Here’s what that means for a graph that I have run many times: the inverted YoY change in mortgage rates (blue) vs. the YoY% change in single family permits (red, divided by 10 for scale). I’ve also added 0.75% to the inverted YoY number for mortgage rates to account for the positive effect demographics have had on the comparison over the last six years. Remember that permits tend to follow mortgage rates by about 6 months:
In short, even giving the housing market credit for a demographic boost, we are probably going to see the YoY change in building permits for single family houses go to roughly zero. Since (not shown) permits surged between last October and this March, the comparisons will be quite difficult.

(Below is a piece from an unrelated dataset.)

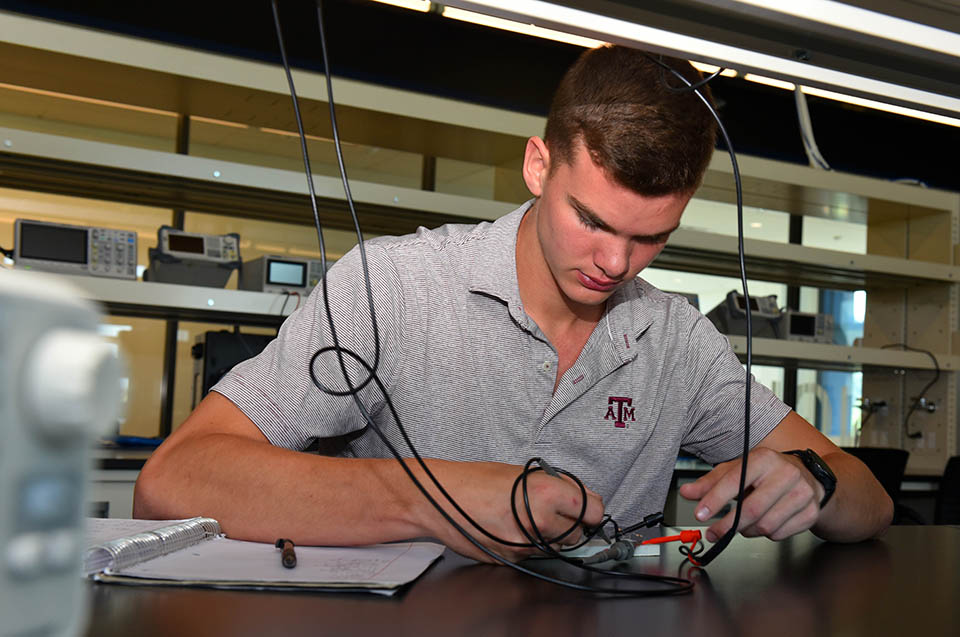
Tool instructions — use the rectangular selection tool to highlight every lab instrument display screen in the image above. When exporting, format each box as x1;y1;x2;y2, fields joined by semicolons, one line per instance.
790;314;817;336
20;223;87;263
267;260;307;288
167;234;203;254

Another housing comparison that is going to get much more challenging starting next week is purchase mortgage applications. Here’s a close-up on those over the last five years from Ed Yardeni’s blog:
For most of the last two months, purchase mortgage applications have been compared with some of the weakest numbers in all of 2017. Beginning with the report next Wednesday morning, for the remainder of the year, almost all of the comparisons except for a couple of weeks will be against index values of 240 or higher (this past week they were reported at 239). And the latest surge in mortgage rates hasn’t really shown up in these yet.
The bottom line is that housing is facing probably the most difficult set of circumstances in that market since prices bottomed in 2012. And the acid test begins next Wednesday.